Member of the Mississippi Senate from the 32nd district
- In office January 1940 – January 1944
- In office January 1928 – January 1932
- In office January 1920 – January 1924

Member of the Mississippi House of Representatives from the Lafayette County district
- In office January 1926 – January 1928
- In office January 1916 – January 1920

Personal details
- Born: October 3, 1868 Dallon, Mississippi
- Died: September 18, 1948 (aged 79) Oxford, Mississippi
- Party: Democrat

= Henry L. Davis =

American politician

Richard Henry Lee Davis (October 3, 1868 - September 18, 1948) was a dairyman, farmer, merchant, mayor and Democratic Party politician. He served in the Mississippi House of Representatives and Mississippi Senate in the early 20th century. He was also a mayor.

== Biography ==
Richard Henry Lee Davis was born on October 3, 1868, in Dallon, Lafayette County, Mississippi. He was the son of Aaron Davis and Dincilla (Bailey) Davis. Davis attended the schools of Lafayette County.

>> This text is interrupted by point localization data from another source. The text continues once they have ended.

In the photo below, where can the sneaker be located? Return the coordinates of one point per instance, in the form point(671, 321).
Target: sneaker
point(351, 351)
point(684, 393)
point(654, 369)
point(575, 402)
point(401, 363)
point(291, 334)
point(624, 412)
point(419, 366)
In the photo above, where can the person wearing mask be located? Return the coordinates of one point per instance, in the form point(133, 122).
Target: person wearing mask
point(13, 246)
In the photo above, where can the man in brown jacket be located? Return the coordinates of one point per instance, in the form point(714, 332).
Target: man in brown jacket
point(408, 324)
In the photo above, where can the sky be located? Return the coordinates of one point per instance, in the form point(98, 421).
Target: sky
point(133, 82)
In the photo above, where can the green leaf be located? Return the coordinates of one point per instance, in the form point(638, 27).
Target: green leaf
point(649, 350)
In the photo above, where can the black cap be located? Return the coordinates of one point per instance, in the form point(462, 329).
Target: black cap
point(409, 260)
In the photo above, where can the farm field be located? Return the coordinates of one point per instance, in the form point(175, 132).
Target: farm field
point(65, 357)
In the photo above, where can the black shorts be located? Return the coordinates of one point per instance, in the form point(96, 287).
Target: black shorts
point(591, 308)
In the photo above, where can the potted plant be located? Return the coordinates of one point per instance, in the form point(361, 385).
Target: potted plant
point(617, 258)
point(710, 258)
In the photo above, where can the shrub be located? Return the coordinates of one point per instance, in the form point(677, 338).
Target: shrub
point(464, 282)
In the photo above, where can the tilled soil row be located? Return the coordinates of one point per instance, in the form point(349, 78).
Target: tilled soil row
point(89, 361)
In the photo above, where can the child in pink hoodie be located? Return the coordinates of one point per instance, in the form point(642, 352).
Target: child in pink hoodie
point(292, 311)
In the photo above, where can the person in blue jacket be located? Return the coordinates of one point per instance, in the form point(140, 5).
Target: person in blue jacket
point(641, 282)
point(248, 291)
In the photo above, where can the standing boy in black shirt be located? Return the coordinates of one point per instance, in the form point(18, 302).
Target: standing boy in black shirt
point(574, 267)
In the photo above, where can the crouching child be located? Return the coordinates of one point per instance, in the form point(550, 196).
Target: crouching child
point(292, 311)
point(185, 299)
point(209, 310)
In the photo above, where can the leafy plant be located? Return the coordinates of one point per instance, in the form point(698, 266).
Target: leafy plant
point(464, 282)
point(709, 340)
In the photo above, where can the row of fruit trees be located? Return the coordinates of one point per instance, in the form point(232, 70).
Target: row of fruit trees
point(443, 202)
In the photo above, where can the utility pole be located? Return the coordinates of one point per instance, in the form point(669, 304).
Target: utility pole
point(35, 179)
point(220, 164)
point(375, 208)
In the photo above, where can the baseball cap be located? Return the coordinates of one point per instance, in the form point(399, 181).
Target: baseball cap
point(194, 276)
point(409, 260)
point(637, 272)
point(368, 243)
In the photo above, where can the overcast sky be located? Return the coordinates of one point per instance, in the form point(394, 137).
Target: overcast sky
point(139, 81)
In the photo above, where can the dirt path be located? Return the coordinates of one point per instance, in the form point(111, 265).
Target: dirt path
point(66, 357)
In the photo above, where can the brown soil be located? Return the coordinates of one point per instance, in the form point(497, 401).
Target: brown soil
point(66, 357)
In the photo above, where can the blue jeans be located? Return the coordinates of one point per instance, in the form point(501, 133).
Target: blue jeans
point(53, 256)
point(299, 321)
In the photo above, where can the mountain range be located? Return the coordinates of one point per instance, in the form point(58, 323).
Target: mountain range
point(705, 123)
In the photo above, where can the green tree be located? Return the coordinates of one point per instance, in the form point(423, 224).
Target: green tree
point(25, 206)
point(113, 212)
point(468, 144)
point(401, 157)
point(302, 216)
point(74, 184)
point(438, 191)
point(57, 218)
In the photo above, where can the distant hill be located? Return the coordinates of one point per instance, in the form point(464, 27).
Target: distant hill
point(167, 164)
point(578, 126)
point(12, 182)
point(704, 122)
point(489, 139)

Starting in 1908, he was a member of the Board of Supervisors of Lafayette County, Mississippi, and he also was a mayor of Tula, Mississippi, his town of residence. In 1915, he was elected to represent Lafayette County as a Democrat in the Mississippi House of Representatives and served from 1916 to 1920. In 1919, he was elected to represent Mississippi's 32nd senatorial district in the Mississippi Senate from 1920 to 1924. He served in the House again from 1924 to 1926. He then served in the Senate in the same district as before from 1928 to 1932. Finally, he served in the Senate again from 1940 to 1944. He died on September 18, 1948, in his home in Oxford, Mississippi.